Lung Foundation Australia has welcomed a $15 million funding promise to employ the first wave of lung cancer clinical nurse specialists.
The ALP also announced a $63.4 million investment to introduce the next National Tobacco Campaign which will include a reboot of anti-smoking campaigns.
“We warmly welcome both announcements today. These are much-needed investments when it comes to reducing tobacco consumption, and separately, which will ensure all Australians living with lung cancer – regardless of how these people acquired their condition – receive the specialist nurse care their condition deserves,” Lung Foundation Australia CEO, Mark Brooke said.
“Quitting smoking is one of the best things you can do for your overall health. So whilst we absolutely encourage smoking cessation, we must also stress that it doesn’t matter how someone is diagnosed with lung cancer. All Australians living with and impacted by the disease deserve our utmost care and support. Cancer is cancer.”
“Stigma has long acted as a barrier to treatment, care and support of lung cancer, hence the significance of today’s announcement, which recognises – for the first time – the impact this has on the lung cancer community.”
The dire need for lung cancer care nurses is an issue Lung Foundation Australia has long campaigned for over the last 18 months, pushing hard for a model of care similar to breast cancer, which has seen significantly better outcomes for patients.
“This funding announcement is a step in the right direction after many years of advocating for better access to treatment, support and care for thousands of Australians who have, for too long, been left to feel like they got what they deserved,” Mr Brooke said.
In October 2018, Lung Foundation Australia released the ground-breaking report, Making Lung Cancer a Fair Fight: A Blueprint for Reform. The report highlights the burden and challenges faced by Australians living with lung cancer and includes three priorities: equitable access to treatment and care, stigma experienced by patients and the need for psychosocial support. The first recommendation in the report includes increasing the availability of lung cancer clinical nurse specialists and care coordinatorsi.
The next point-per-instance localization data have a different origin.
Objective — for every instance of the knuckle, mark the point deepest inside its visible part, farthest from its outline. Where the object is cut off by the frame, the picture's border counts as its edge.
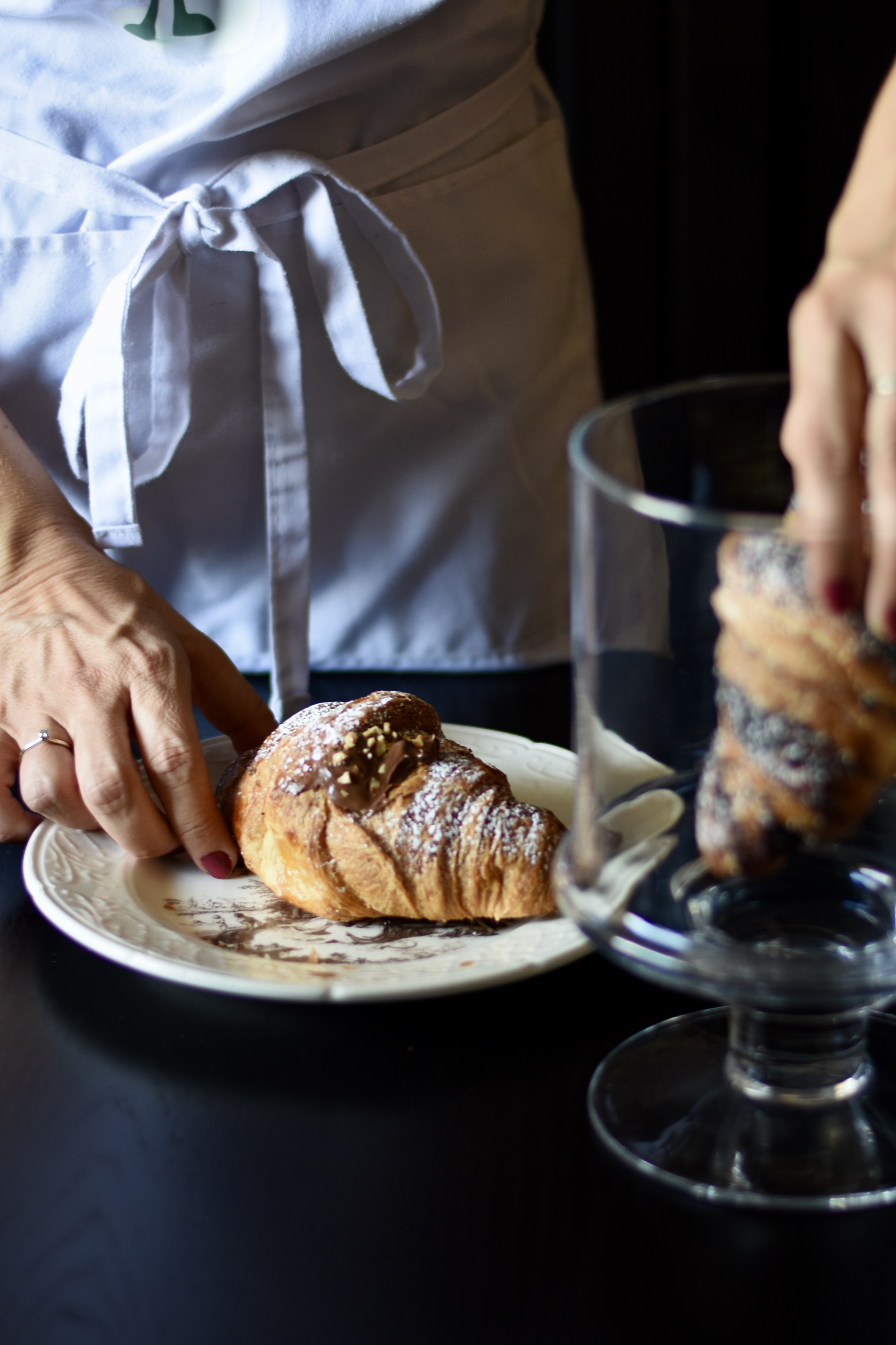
(816, 307)
(155, 662)
(41, 798)
(105, 791)
(173, 762)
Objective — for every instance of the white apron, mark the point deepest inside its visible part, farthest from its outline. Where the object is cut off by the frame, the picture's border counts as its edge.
(438, 535)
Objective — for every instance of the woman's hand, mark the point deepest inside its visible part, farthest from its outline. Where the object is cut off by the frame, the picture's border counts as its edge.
(840, 429)
(92, 654)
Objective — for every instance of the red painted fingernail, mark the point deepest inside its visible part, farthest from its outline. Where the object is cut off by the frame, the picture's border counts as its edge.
(840, 596)
(218, 864)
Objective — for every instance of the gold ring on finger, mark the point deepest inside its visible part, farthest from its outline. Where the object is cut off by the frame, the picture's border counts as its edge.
(45, 738)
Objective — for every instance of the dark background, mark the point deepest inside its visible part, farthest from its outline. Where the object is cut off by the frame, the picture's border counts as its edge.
(710, 143)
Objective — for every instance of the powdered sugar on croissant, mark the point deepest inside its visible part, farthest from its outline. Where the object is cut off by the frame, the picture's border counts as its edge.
(807, 713)
(365, 809)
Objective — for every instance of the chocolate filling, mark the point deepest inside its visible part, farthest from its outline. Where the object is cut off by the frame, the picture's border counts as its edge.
(365, 771)
(788, 751)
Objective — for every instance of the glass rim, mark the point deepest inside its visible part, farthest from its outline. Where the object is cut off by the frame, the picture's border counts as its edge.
(657, 506)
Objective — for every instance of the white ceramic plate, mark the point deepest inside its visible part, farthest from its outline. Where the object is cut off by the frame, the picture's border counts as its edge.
(166, 918)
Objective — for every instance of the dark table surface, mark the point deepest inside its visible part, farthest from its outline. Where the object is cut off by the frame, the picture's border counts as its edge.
(187, 1167)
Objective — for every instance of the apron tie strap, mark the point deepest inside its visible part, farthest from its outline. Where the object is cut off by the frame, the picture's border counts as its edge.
(226, 216)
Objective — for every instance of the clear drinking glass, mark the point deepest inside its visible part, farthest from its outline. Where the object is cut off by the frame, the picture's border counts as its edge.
(786, 1098)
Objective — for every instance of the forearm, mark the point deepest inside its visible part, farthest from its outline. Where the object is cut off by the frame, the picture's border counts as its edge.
(33, 509)
(864, 221)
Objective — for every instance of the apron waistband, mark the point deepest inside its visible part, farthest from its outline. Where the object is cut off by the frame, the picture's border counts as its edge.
(378, 165)
(226, 216)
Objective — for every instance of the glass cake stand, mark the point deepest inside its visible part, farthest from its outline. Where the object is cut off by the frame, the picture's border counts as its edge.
(786, 1098)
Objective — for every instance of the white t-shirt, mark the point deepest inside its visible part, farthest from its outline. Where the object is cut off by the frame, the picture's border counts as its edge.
(335, 74)
(438, 526)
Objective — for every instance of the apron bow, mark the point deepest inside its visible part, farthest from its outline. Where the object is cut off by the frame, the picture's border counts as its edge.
(226, 214)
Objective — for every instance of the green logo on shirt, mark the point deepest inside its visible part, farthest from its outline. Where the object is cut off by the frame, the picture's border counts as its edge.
(185, 25)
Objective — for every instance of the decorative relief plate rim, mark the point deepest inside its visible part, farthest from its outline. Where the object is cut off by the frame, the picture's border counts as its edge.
(91, 891)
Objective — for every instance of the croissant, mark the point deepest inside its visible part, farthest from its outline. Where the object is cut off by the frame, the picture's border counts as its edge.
(807, 713)
(366, 809)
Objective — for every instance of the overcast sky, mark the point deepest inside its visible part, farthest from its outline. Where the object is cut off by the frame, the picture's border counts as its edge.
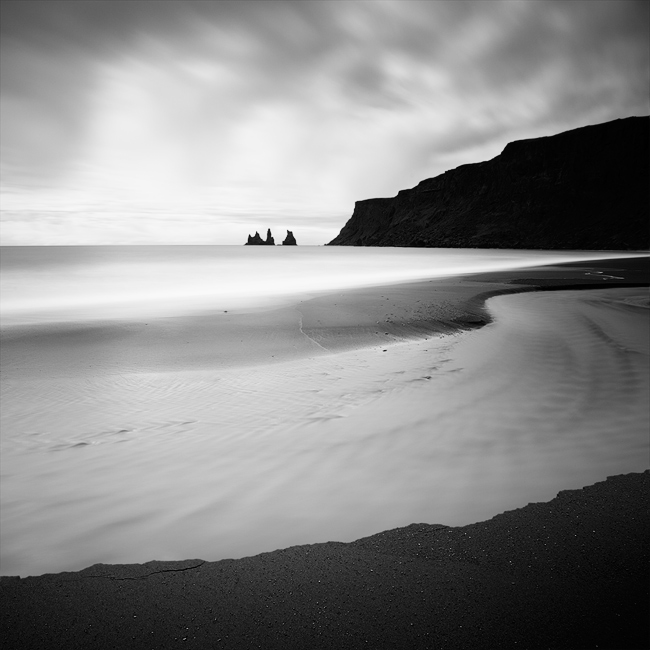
(200, 122)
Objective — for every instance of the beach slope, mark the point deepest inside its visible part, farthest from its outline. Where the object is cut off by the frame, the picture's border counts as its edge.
(570, 573)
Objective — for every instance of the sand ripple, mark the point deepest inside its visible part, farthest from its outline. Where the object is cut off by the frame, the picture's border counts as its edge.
(552, 395)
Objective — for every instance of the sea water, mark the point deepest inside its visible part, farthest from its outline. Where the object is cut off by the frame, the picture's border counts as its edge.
(69, 283)
(100, 465)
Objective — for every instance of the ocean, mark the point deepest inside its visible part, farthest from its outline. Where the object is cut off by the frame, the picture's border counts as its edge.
(79, 283)
(167, 402)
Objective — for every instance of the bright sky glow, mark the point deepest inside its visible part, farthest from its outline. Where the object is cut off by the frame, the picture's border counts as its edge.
(201, 122)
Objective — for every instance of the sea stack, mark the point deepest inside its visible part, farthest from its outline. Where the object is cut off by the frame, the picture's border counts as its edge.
(289, 240)
(256, 239)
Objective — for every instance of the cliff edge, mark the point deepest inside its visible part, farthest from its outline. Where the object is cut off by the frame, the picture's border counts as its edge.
(585, 189)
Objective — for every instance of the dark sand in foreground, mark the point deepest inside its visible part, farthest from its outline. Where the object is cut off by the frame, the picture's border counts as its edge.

“There are too few clinical nurse specialists to give the care patients desperately need. For too long, the stigma associated with lung cancer has acted as a barrier to funding for treatment, support and care,” Mr Brooke said.
“We know that 28% of patients aren’t staged when diagnosed, potentially missing out on life-changing treatment and care. In fact, 20% do not receive any treatment following diagnosis. Clinical nurse specialists play a key role in helping to facilitate timely access to care.
“In the complex and difficult to navigate health care system, these nurses are fundamental to ensuring people receive the right treatment and care. We’ve seen the considerable benefits for breast cancer patients and it’s time we saw the same access to care and support for people living with lung cancer.
“We’re humbled to see lung cancer finally getting the recognition it needs to start improving outcomes for those to come. This commitment is a step in the right direction, however funding for better access to treatment, support and care must remain a partisan issue. Lung cancer will need continued funding and attention to address the inequality towards lung cancer patients.
“This announcement today motivates us more than ever to continue the fight for cancer equality.” The commitment includes $2.4 million for campaigns focused on tackling stigma, and occupational hazards which cause lung cancer.
The announcement follows the release of two hard-hitting campaigns featuring patients and health professionals calling on government to start giving lung cancer a fair go.